It was curious this week to read a former director of the Solicitors Regulation Authority argue that regulation is so expensive that it would be wrong to impose it upon McKenzie friends.

John Hyde byline

       John Hyde

If solicitors are still prohibitively expensive after five years with Crispin Passmore guiding matters at the SRA, perhaps it’s time for a little more introspection on his part.

The argument is that paid McKenzie friends must be allowed to run free because to shackle them would prevent poor litigants accessing their services.

Predictably, the piece comes with a dig at lawyers for resisting change and trying to regulate competitors. (Passmore’s argument seems to be that McKenzie friends are alternatives, not competitors, to lawyers, so it would hardly be worth the legal profession trying to destroy this industry anyway.) Those lawyers calling for change, more so than regulatory policy wonks, are the ones who’ve seen for themselves the harm that rogue McKenzie friends have done.

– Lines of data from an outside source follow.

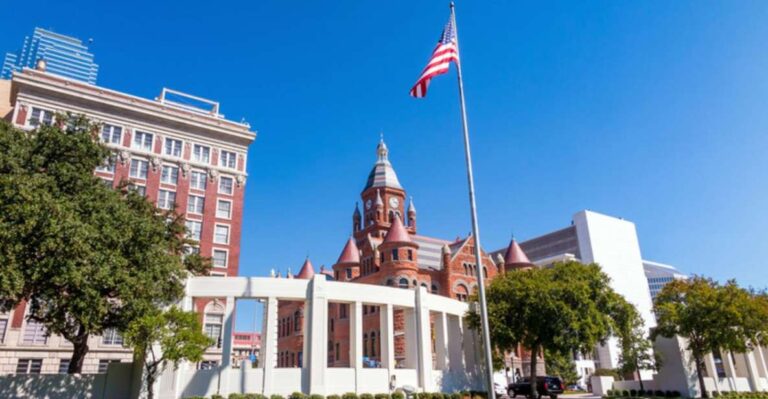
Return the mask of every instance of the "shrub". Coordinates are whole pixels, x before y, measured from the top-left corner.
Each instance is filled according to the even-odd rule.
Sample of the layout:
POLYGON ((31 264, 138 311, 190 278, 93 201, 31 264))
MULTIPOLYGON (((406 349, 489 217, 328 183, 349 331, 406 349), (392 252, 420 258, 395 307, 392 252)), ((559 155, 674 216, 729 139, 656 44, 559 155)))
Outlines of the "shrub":
POLYGON ((245 395, 241 393, 231 393, 227 396, 227 399, 245 399, 245 395))
POLYGON ((309 395, 309 399, 325 399, 325 396, 313 393, 312 395, 309 395))
POLYGON ((392 397, 388 393, 377 393, 376 395, 373 395, 374 399, 392 399, 392 397))
POLYGON ((625 390, 622 390, 622 391, 621 391, 621 396, 623 396, 623 397, 625 397, 625 398, 628 398, 628 397, 629 397, 629 391, 627 391, 626 389, 625 389, 625 390))
MULTIPOLYGON (((331 398, 328 398, 331 399, 331 398)), ((392 393, 392 399, 405 399, 405 395, 403 395, 402 392, 394 392, 392 393)))
POLYGON ((306 395, 301 392, 294 392, 291 394, 291 396, 288 397, 288 399, 306 399, 306 395))
POLYGON ((272 395, 269 395, 269 399, 285 399, 285 398, 283 397, 283 395, 272 394, 272 395))
POLYGON ((373 399, 373 395, 371 395, 369 393, 361 393, 360 394, 360 399, 373 399))
POLYGON ((224 399, 224 397, 218 394, 214 394, 214 395, 211 395, 211 399, 224 399))
POLYGON ((431 399, 445 399, 442 392, 433 392, 429 395, 431 399))
POLYGON ((637 389, 630 389, 630 390, 629 390, 629 396, 631 396, 631 397, 633 397, 633 398, 634 398, 635 396, 637 396, 637 389))
POLYGON ((341 399, 341 396, 339 395, 328 395, 325 397, 325 399, 341 399))
POLYGON ((672 391, 672 397, 673 398, 679 398, 683 395, 680 395, 680 391, 672 391))
POLYGON ((460 394, 458 392, 454 392, 454 393, 451 394, 451 399, 462 399, 463 397, 464 397, 464 395, 462 395, 462 394, 460 394))
POLYGON ((357 394, 354 392, 347 392, 344 395, 341 395, 341 399, 359 399, 357 397, 357 394))

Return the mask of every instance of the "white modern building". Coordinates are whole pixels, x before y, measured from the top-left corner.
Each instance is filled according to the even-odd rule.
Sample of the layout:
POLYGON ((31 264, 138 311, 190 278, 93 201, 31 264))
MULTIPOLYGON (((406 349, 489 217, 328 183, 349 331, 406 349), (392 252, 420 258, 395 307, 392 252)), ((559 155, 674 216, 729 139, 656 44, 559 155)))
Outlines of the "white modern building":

The idea that affordable legal services are so sparse that poor litigants must be thrown at the mercy of unqualified and unregulated individuals is perverse. It is precisely because poor litigants tend to be the most vulnerable that they need protection from those that may exploit their situation.

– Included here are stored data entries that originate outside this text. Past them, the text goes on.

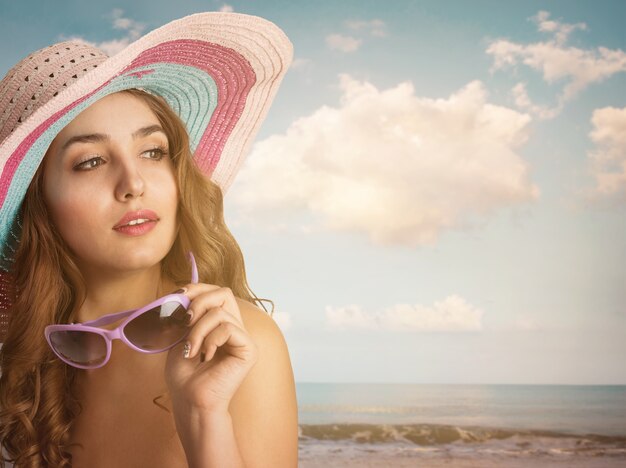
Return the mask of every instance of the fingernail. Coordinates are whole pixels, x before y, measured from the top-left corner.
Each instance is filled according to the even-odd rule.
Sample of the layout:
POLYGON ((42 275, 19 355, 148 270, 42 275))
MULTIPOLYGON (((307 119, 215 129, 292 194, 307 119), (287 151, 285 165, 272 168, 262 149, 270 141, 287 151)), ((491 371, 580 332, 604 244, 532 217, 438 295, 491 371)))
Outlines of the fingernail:
POLYGON ((187 292, 187 288, 181 288, 178 291, 174 291, 174 294, 185 294, 187 292))
POLYGON ((186 318, 185 318, 185 323, 186 323, 187 325, 189 325, 189 324, 191 323, 191 320, 193 319, 193 312, 192 312, 192 311, 190 311, 190 310, 188 310, 188 311, 187 311, 187 314, 186 314, 186 316, 185 316, 185 317, 186 317, 186 318))
POLYGON ((188 359, 190 354, 191 354, 191 343, 189 341, 186 341, 185 349, 183 349, 183 357, 185 359, 188 359))

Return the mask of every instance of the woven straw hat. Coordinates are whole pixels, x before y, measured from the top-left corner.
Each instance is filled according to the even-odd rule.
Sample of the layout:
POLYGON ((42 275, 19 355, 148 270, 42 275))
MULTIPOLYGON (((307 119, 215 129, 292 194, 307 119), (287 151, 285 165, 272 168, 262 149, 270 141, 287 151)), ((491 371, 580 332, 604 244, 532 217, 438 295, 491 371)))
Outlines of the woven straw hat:
POLYGON ((0 343, 8 328, 19 209, 54 137, 98 99, 140 88, 185 122, 198 167, 226 193, 293 55, 273 23, 190 15, 108 57, 76 41, 33 52, 0 82, 0 343))

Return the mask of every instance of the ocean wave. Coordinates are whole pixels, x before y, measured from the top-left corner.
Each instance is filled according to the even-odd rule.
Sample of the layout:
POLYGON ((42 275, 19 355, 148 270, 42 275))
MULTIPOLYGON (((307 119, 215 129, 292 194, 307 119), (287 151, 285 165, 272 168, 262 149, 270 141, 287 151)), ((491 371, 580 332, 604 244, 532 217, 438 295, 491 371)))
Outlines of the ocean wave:
POLYGON ((349 442, 483 453, 626 457, 626 436, 444 424, 300 424, 303 443, 349 442))

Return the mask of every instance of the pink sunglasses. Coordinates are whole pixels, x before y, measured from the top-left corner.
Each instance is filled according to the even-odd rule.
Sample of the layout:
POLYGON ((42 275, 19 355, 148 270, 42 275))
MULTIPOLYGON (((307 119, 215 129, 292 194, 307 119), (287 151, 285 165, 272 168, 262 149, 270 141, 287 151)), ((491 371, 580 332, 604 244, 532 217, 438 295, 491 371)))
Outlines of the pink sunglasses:
MULTIPOLYGON (((196 260, 191 252, 191 282, 198 282, 196 260)), ((184 294, 168 294, 141 309, 132 309, 100 317, 85 323, 48 325, 46 340, 52 351, 67 364, 80 369, 104 366, 111 357, 111 343, 122 340, 141 353, 162 353, 180 343, 189 333, 184 294), (128 317, 113 330, 99 327, 128 317)))

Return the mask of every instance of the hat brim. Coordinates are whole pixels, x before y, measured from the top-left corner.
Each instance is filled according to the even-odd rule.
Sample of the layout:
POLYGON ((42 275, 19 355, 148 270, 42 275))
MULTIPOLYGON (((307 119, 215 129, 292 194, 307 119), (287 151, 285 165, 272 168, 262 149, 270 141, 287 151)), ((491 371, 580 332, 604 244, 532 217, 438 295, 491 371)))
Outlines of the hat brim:
MULTIPOLYGON (((198 167, 225 193, 292 57, 291 42, 268 20, 197 13, 151 31, 35 110, 0 144, 0 283, 11 272, 28 186, 54 137, 82 110, 124 89, 162 96, 185 122, 198 167)), ((3 302, 10 299, 3 296, 0 343, 8 326, 3 302)))
MULTIPOLYGON (((289 64, 291 42, 273 23, 197 13, 146 34, 46 102, 0 145, 0 244, 54 137, 82 110, 129 88, 162 96, 187 126, 198 167, 225 193, 289 64)), ((5 252, 6 253, 6 252, 5 252)))

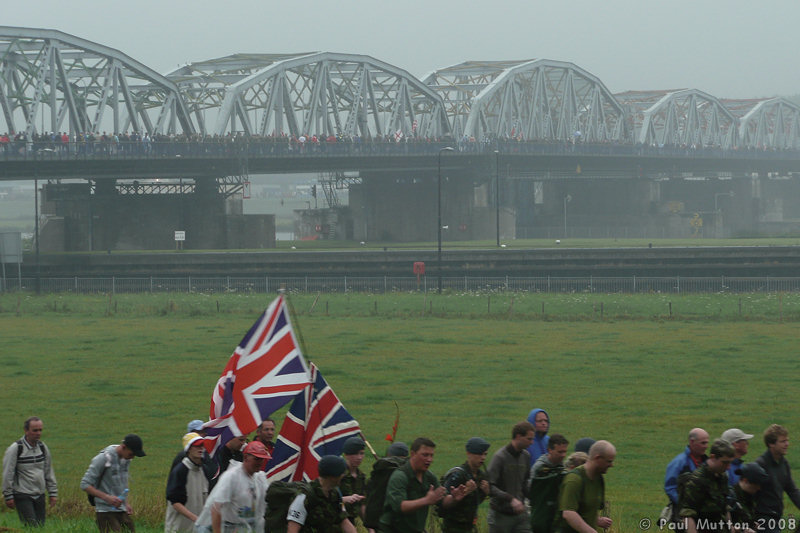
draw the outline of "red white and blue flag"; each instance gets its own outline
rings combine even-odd
[[[295,398],[281,426],[272,459],[267,464],[270,481],[317,479],[324,455],[341,455],[344,441],[361,429],[325,378],[311,363],[311,381]]]
[[[310,383],[283,296],[275,299],[236,347],[211,396],[206,422],[210,454],[255,431]]]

Passmore points to Citizens Advice bureaux and law centres that might face extra burdens on their precious resources. But the creation of a register of unregulated advisers, together with greater transparency and redress for clients, is hardly an onerous challenge for legitimate enterprises.

Passmore says calls for restrictions on this sector address a ‘rare problem’. Well, 99.94% of solicitors in 2017 were not struck off or suspended – should solicitors be unregulated because the rogue ones are so rare?

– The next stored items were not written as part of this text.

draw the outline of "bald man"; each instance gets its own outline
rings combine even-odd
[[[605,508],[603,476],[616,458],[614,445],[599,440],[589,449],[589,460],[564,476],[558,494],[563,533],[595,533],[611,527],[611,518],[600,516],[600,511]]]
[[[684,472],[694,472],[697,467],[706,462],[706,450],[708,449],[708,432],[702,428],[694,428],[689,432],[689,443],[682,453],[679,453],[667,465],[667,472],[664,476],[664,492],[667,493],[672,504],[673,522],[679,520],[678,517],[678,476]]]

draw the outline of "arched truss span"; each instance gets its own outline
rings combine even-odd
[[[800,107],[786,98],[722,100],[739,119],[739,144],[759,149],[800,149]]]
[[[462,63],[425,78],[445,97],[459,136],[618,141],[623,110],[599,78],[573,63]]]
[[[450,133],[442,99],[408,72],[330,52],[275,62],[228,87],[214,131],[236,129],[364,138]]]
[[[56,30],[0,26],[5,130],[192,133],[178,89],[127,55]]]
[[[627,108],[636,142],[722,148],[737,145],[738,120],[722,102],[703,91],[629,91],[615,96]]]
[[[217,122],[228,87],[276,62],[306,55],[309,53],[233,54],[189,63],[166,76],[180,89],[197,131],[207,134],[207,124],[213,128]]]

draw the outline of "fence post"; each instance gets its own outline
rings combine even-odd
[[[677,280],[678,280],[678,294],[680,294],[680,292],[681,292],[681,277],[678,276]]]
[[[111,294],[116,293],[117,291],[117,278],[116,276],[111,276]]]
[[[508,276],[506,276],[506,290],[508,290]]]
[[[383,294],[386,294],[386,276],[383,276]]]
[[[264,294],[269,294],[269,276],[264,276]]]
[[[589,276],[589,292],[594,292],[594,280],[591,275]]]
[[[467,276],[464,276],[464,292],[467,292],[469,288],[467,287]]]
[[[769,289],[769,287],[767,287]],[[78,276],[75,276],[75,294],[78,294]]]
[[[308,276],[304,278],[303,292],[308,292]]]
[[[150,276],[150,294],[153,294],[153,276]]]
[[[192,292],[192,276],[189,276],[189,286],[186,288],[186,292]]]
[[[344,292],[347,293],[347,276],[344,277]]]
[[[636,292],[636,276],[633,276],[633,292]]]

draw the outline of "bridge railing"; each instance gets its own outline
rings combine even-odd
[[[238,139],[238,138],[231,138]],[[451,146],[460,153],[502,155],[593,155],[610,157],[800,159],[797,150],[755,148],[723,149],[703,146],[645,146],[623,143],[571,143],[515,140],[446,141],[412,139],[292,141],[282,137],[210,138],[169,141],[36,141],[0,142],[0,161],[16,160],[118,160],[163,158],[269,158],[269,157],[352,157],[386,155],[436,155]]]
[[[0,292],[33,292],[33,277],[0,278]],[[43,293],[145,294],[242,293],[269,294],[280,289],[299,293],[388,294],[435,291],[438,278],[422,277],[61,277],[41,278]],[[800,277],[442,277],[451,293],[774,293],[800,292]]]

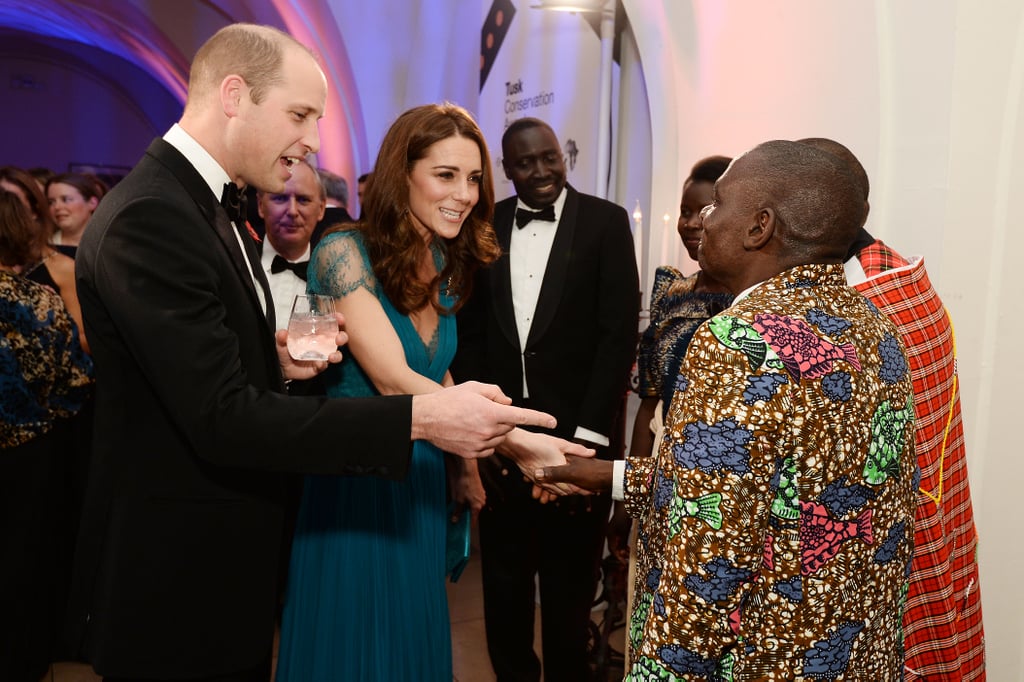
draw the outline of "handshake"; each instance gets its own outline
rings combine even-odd
[[[335,317],[339,327],[335,342],[340,348],[348,343],[348,334],[345,317],[341,313]],[[275,341],[286,379],[310,379],[342,359],[340,350],[326,360],[294,359],[288,351],[288,332],[283,329],[278,330]],[[533,495],[542,502],[611,488],[611,462],[593,459],[594,450],[580,443],[518,428],[526,425],[550,429],[555,418],[512,406],[512,400],[492,384],[467,381],[413,396],[412,440],[428,440],[467,459],[499,452],[533,481]]]
[[[542,502],[611,488],[611,462],[593,459],[594,450],[581,443],[518,428],[550,429],[555,419],[511,402],[497,386],[473,381],[417,395],[412,437],[466,459],[498,452],[533,481]]]
[[[611,489],[612,463],[594,459],[594,450],[580,443],[515,429],[497,450],[533,481],[533,496],[541,502]]]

We have no way of knowing who is acting as a paid McKenzie friend and what they are advising. We know one has advised a couple to act in defiance of a care order, we know that a vexatious litigant had to be banned from acting as a McKenzie friend, and we know a paid adviser has been jailed in the past for perverting the course of justice in a family court.

There is nothing stopping a struck-off solicitor advising someone in court tomorrow - and there is no way of litigants knowing their past. Passmore says a clampdown on McKenzie friends would be ‘disastrous’ for the poor. Throwing them to the unqualified wolves is not a better option.